Thunder Road
    ACID

    Thunder Road

    réalisé par Jim Cummings

    Trois ans après Les Secrets des autres, de Patrick Wang, l’ACID continue de faire preuve de discernement dans ses choix à l’import, en sélectionnant un film américain à rebours des œuvrettes préformatées vues cette année à la Quinzaine des Réalisateurs ou à Un Certain Regard. De l’étiquette, Jim Cummings n’a manifestement cure, comme en témoigne cet épatant Thunder Road, dont la singularité saute aux yeux dès les dix premières minutes. Lesquelles formaient à l’origine un court-métrage primé à Sundance dont ce jeune cinéaste est également le scénariste et l’acteur principal. Le seul reproche que l’on pourra faire à son long, c’est celui de culminer presque d’emblée, en dévoilant un tour de force qui ne sera jamais surpassé. Mais cette scène (dont nous ne dévoilerons rien, si ce n’est qu’elle se déroule dans une église, pendant une eulogie) annonce aussi le potentiel tragicomique du film à venir, qui tiendra jusqu’au bout ses promesses, sauf celle de nous faire entendre la très cinématique chanson de Bruce Springsteen à laquelle il emprunte son titre.

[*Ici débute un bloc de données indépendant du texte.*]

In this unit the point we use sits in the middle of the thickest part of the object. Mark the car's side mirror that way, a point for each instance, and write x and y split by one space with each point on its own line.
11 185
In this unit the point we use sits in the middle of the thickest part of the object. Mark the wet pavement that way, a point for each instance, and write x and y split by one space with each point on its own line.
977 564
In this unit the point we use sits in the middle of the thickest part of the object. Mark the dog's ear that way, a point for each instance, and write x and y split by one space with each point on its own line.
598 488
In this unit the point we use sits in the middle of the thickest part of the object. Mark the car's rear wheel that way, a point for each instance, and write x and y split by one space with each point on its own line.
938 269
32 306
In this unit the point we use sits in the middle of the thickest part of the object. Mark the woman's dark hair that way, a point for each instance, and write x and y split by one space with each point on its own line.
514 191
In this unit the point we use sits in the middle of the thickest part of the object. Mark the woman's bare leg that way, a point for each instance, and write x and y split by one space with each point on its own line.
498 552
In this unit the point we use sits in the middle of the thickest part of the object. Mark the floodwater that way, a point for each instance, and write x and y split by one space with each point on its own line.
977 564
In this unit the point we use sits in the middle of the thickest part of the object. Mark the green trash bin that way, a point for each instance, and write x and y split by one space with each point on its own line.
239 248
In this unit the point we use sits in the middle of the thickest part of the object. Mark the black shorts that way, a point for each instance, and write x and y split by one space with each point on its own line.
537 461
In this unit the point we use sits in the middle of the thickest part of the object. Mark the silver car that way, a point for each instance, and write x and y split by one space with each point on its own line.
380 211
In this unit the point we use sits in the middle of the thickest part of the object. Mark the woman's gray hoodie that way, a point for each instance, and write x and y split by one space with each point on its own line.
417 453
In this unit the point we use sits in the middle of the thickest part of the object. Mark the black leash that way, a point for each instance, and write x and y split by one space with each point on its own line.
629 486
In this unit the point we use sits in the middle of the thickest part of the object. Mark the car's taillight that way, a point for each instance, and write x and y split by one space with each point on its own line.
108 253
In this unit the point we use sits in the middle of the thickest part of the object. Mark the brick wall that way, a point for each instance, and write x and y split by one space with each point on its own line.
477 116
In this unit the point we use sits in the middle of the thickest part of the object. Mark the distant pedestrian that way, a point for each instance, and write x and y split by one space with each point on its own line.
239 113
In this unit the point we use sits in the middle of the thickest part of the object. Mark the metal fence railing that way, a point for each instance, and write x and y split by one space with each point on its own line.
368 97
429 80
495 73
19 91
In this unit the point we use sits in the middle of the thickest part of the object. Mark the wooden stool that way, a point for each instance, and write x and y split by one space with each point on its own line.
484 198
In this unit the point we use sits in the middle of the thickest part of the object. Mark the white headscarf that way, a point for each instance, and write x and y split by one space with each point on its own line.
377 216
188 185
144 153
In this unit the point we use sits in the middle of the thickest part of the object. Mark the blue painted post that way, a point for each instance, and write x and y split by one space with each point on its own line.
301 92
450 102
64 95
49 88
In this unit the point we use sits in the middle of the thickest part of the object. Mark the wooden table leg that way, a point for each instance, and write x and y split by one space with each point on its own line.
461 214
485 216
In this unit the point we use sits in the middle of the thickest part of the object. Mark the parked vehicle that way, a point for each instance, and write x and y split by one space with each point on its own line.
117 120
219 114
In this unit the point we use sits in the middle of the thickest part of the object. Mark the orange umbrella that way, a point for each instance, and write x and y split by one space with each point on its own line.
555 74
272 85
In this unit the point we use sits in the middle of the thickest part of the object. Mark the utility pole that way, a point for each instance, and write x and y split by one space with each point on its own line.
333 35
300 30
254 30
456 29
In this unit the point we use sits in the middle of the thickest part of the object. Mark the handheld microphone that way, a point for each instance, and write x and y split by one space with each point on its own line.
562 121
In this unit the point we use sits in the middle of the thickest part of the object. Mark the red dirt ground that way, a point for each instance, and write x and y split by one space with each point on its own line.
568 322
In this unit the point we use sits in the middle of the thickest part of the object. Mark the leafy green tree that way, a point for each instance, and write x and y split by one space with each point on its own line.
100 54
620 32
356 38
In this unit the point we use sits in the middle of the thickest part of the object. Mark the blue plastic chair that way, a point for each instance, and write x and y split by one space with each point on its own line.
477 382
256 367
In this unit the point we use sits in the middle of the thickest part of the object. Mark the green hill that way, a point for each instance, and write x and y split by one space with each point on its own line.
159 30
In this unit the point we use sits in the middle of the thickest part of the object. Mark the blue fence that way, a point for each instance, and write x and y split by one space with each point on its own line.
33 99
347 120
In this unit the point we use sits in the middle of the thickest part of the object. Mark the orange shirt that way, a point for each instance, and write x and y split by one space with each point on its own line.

    À l’image de son personnage de policier en proie à des émotions violemment contraires, Thunder Road est travaillé par une bipolarité entre drame et comédie, entre chronique sociale d’une bourgade texane et egotrip d’homme-orchestre, puisque Cummings est quasiment de tous les plans. La gestique burlesque qu’il met ici au point rappelle, sur un versant dépressif, le ressentiment d’un autre flic traumatisé par son divorce, celui campé par Jim Carrey dans Fou(s) d’Irène, la plasticité du visage en moins. Cette désarticulation du langage corporel de l’acteur est en phase avec les partis-pris du réalisateur, soucieux d’exprimer la dynamique inhérente à chaque scène, même la plus anodine, en s’astreignant à des angles et à des cadrages inhabituels, mais jamais chichiteux.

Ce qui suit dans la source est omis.